Azure ExpressRoute – Part 4

This is the fourth and final part of the multi-part series of articles where we’re going to review some of the most important aspects of Microsoft Azure ExpressRoute service.

In part 3 of this article series, we looked at the high-availability (HA) and disaster recovery (DR) concepts of ExpressRoute circuit(s). Finally, it’s time to look at the implementation details of an ExpressRoute circuit.

ExpressRoute Gateway (ER Virtual Network Gateway)

To connect your Azure virtual network and your on-premises network via ExpressRoute, you must create a virtual network gateway first. A virtual network gateway serves two purposes:

  • Exchange / advertise IP routes between the networks (Azure and on-prem)
  • Routes network traffic

Important: The ExpressRoute gateway will advertise the Address Space(s) of the entire Azure VNet – we can’t include/exclude at the subnet level. It is always the VNet Address Space that is advertised. Also, if VNet Peering is used and the peered VNet has “Use Remote Gateway” enabled, the Address Space of the peered VNet will also be advertised.

A virtual network gateway is composed of two or more VMs that are deployed to a specific subnet named as GatewaySubnet. Virtual network gateway VMs contain routing tables and run specific gateway services. These VMs are created when the virtual network gateway is deployed and can’t be created directly.

When deploying a virtual network gateway, a gateway setting needs to be configured that specifies the gateway type:

  • Vpn” specifies that the type of virtual network gateway created is a “VPN gateway”
  • ExpressRoute” means that its an ExpressRoute type.

ExpressRoute Gateway Naming and Sizing

The ER gateway requires a dedicated subnet named GatewaySubnet. Naming the gateway subnet GatewaySubnet lets Azure know that this is the subnet to deploy the virtual network gateway VMs and services to. This subnet contains the IP addresses that the gateway VMs and services use.

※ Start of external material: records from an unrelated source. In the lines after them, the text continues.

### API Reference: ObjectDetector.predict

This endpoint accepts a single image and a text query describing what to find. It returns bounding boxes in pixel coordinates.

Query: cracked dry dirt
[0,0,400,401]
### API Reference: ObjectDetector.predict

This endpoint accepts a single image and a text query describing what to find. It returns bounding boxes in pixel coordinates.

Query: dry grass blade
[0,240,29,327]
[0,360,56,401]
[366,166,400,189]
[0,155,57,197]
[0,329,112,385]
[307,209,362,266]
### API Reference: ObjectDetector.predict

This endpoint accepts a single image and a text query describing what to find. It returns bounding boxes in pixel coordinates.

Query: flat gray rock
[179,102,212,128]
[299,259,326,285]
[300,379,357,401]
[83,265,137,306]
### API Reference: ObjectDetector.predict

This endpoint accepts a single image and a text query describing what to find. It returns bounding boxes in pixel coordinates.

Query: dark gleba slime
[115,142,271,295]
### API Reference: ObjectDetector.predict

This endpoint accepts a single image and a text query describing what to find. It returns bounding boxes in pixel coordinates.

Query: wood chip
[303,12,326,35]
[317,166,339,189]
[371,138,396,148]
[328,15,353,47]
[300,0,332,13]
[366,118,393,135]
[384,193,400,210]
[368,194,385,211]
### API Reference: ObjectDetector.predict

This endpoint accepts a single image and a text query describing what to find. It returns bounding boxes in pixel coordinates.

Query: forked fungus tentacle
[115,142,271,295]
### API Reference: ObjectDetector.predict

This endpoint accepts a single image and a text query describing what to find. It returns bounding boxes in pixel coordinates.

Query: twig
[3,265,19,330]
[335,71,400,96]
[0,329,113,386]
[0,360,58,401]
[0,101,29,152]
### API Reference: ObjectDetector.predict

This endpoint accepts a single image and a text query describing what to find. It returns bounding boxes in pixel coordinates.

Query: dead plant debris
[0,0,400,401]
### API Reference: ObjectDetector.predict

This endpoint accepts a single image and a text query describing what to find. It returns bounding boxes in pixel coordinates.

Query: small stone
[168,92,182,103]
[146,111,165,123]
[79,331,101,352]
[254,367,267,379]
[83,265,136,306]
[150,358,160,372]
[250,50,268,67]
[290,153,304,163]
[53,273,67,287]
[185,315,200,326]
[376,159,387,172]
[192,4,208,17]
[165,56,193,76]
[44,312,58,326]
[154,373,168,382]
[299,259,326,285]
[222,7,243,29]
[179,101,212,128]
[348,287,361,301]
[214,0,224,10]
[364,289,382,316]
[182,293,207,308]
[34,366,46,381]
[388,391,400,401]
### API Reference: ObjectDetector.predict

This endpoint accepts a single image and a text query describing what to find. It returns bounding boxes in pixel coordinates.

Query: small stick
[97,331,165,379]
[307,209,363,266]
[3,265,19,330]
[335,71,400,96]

Note: Never deploy anything else (for example, additional VMs) to the gateway subnet – though deploying VPN Gateway and ExpressRoute Gateway in same subnet is supported as detailed here.

 

When planning the gateway subnet size, consider you particular scenario. For example, the ExpressRoute/VPN Gateway coexist configuration requires a larger gateway subnet than most other configurations. Additionally, you may want to make sure your gateway subnet contains enough IP addresses to accommodate possible future additional configurations. While you can create a gateway subnet as small as /29, Microsoft recommends that you create a gateway subnet of /27 or larger (/27, /26 etc.), if you have the available address space to do so. If you plan on connecting 16 ExpressRoute circuits to your gateway, you must create a gateway subnet of /26 or larger.

 

Important: User-defined routes with a 0.0.0.0/0 (default route) destination and NSGs on the GatewaySubnet are not supported.

ExpressRoute Gateway SKU and Availability

When creating a virtual network gateway, you need to specify the gateway SKU that you want to use. Higher gateway SKU means more CPUs and network bandwidth are allocated to the gateway, and as a result, the gateway can support higher network throughput to the virtual network.

Following table lists the type of ExpressRoute virtual network gateway SKUs available in Azure and the features each one offers:

ER Gateway SKU
VPN GW and ER GW Coexistence
Max. # of ER Circuits Linked to a VNet
Standard (older) /ERGw1Az (latest)

No

4 (Ckts from same Peering Location)

High Performance (older) /ERGw2Az (latest)

Yes

8 (Ckts from different Peering Locations)

Ultra Performance (older) /ErGw3Az (latest)

Yes

16 (Ckts from different Peering Locations)

Microsoft has published some guidance to help customers pick the right ExpressRoute virtual network gateway based on their specific requirements Estimated Performance by ER Gateway SKU.

 

Note: All the “latest” SKUs support zone redundant virtual network gateway deployments. Also, only the latest virtual network gateways support Standard, static Public IP (which is a zone redundant Public IP deployment in Azure).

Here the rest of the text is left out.